A good customer experience is associated with growth rates 163% higher than the average - a fact supported by the expansion of banks like First Direct and TSB - two of the most user friendly brands to emerge from the account switching revolution.
The Importance of “Moments of Truth”
Banks rely heavily on the customer experience benchmark known as the Net Promoter Score. Those with scores above 60 will tend to see 26% more growth in operating income than those with scores below 60. A good score will help to build-up a reputation in the media, and encourage trust in the service.
This clear reaction to service standards reflects an industry which is built on customer experience, which in turn means that banking customers are some of the most volatile when they feel this trust has been broken or they aren’t being served.
Customers react strongly to simple one-off encounters which can quickly transform their relationship with the bank - summed up by the World Retail Banking Report as ‘Moments of Truth’; these moments can be fairly innocuous interactions in the customer journey such as changing your billing address or simple notifications, where customers come away feeling positive, or they meet friction.
It therefore makes sense that a recent survey reported 54% of banking professionals predicted the biggest trend of 2017 would be to iron out any friction in the Customer Journey. (Despite the fact only 37% of banks have a formal Customer Experience plan to support this philosophy, although 80% plan to invest more in the next three years.)
The message we take from this is that Banks believe consolidating the overall customer experience is more important than technological experimentations.
Removing friction in the customer journey might be sufficient right now - the impact of a bad experience is often stronger than a good one - but a conservative approach to new technology won’t wash with a growing audience of millennials.
The Value of Engagement and the Impact of Millennials
In the past, the conversation in the banking industry boiled down to a fairly simple question: How to retain loyal customers and acquire new ones. The benefits of actually engaging the customer base would often get buried in the fight for territory.
Banks are now being challenged to engage audiences through combinations of Artificial Intelligence, home assistants like Alexa, social media, and mobile. These technologies can target customers individually, cross-selling products and services which they know that particular customer would be interested in.

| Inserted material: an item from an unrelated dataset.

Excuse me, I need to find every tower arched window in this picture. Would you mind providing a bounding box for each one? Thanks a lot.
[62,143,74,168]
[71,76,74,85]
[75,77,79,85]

According to a recent KPMG survey, personalisation alone accounts for 23% of the overall customer experience score. The reward is clear - customers who are fully engaged bring 37% more annual revenue to their bank than customers who are actively disengaged; for example, banks could dominate simple cross-selling markets like travel insurance.
Problematically a recent Gallup poll stated:
Only 25% of Millennials are fully engaged customers, and their engagement is highly dependent on technology. In order to attain their attention brands must achieve excellence in every channel.
This has influenced many digital challenger banks towards a technology-led approach, perhaps at the expense of building this technology into a unified customer experience, but then all banks have vastly different growth strategies and audiences.
Digital challengers have less to lose and everything to gain, but for all banks, technology adoption should never be the end-goal in its own right. It’s application as part of the wider customer experience and how it responds to the individual is everything.
Engagement in banking can be a complicated subject. Customers don’t and won’t want to engage with their bank in the same way they do with recreational brands or apps.
But they do appreciate services which are always available, non-invasive, timely, and personalised.